Monitoring seagrass in the Torres Strait, Australia

Laura Pearson, Alex Carter, Michael Rasheed, Jane Mellors

“We are one society, sharing resources across the region. When you see the water change, you know the people responsible for that area change too.”

— Sereako Stephen, Traditional Owner, Ugar

Indigenous peoples of the Torres Strait practise traditional land and sea management in accordance with Ailan Kastom (island custom), Aboriginal lore/law, and native title rights and interests. Because of this continuing stewardship, the Torres Strait remains one of the richest and most intact ecological and cultural regions on Earth.

Torres Strait Island communities rely on coastal marine habitats for subsistence and have strong cultural and spiritual links to these environments. Some of Australia’s most extensive seagrass meadows grow in Torres Strait waters. These seagrasses—which are, unfortunately, affected by climate change—support the largest dugong population in the world and globally significant populations of green turtles, and provide valuable habitat and nurturing grounds for fish, prawns, bêche de mer (sea cucumber) and tropical rock lobster.

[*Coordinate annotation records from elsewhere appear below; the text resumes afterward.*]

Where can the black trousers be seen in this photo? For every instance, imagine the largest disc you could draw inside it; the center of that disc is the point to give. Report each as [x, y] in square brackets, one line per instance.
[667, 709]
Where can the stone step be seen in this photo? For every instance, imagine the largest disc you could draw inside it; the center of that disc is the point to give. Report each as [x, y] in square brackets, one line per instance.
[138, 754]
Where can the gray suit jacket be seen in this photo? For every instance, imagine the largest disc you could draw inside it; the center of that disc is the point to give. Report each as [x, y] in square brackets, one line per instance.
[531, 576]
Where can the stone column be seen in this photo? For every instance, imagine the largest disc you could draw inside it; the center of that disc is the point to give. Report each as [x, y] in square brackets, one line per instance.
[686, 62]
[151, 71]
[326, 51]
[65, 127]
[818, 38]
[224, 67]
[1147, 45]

Seagrasses show measurable responses to environmental conditions, so are ideal indicators to monitor marine environmental health. In recent years, members of the Torres Strait Indigenous Ranger Program have been working with research providers to combine indigenous knowledge with western science to enhance the understanding of the Torres Strait environment.

The rangers and researchers produce a report card, which is an annual assessment of the condition of Torres Strait seagrasses. The report card incorporates the most up-to-date and best available data on the most important indicators of seagrass health—abundance, spatial extent, and species composition—into a series of grades and scores that enable comparisons among sites, meadows and island groups.

The partnership has resulted in a robust scientific assessment of seagrasses as well as local ownership and acceptance of the program. The program results have also become a key element of community-based dugong and turtle management plans.